Similarly, this is how you would walk all ThreadStatic variables in your process:

foreach (var type in heap.EnumerateTypes())
{
    foreach (CLRAppDomain appDomain in runtime.AppDomains)
    {
        foreach (CLRThread thread in runtime.Threads)
        {
            foreach (GCHeapThreadStaticField field in type.ThreadStaticFields)
            {
                if (field.HasSimpleValue)
                    Console.WriteLine("{0}.{1} ({2}, {3:X}) = {4}", type.Name, field.Name, appDomain.ID, thread.OSThreadId, field.GetFieldValue(appDomain, thread));
            }
        }
    }
}

There are several caveats that you need to know about when using GCHeap.EnumerateTypes. First, this function can be quite slow the first time you call it. CLRMD is implemented on top of the old dac debugging interfaces, and this is simply one place where we did not enumerate types in a smart or performant way. You should expect a 1-3 second delay for a sizable program when calling this function for the first time. The result is cached though, so subsequent calls will be MUCH faster.
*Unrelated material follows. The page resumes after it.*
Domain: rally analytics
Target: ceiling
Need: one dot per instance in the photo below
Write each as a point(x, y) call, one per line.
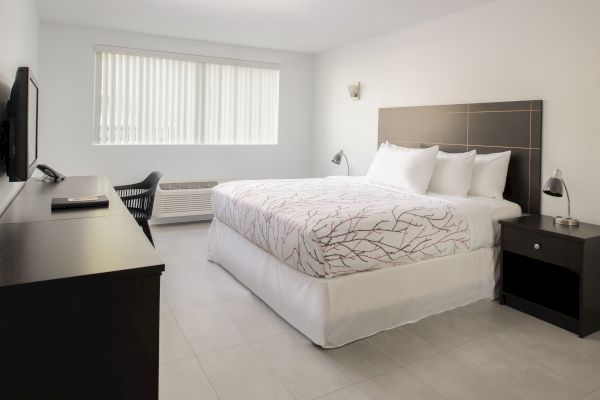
point(310, 26)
Second, this function only enumerates types which CLR currently knows about. Let's say you have a class called "Foo" in your program which has no static variables, and has never been constructed. While the class exists in the metadata of your program, CLR has never needed it, so it never constructed it. That means that it will NOT be one of the types enumerated to you. This again is a limitation of the underlying API this library was implemented on top of. If you want all of the types in your metadata, you will need to use the real Metadata APIs, which CLRMD does not provide.

Third, some generics will be enumerated and some will not. Some generic instantiations will be enumerated and some will not. Sometimes the runtime will enumerate the "open form" of generics through this function. For example, we may enumerate Action<T> (the open generic form), Action<int>, and Action<object>, but not enumerate Action<float>. You will have to account for this and work around it if you attempt to enumerate types in the runtime.

The thing to keep in mind here is that it was impossible for me to implement EnumerateTypes in a sensible, consistent way due to the underlying API CLRMD is built on. I would not have included it at all in the API surface area, except that you need a way to do things like: Enumerate all statics in the process, enumerate all types (that we can!) which implement IDisposable, and so on. Please use caution when using this for anything "outside the box" and realize the limitations of it.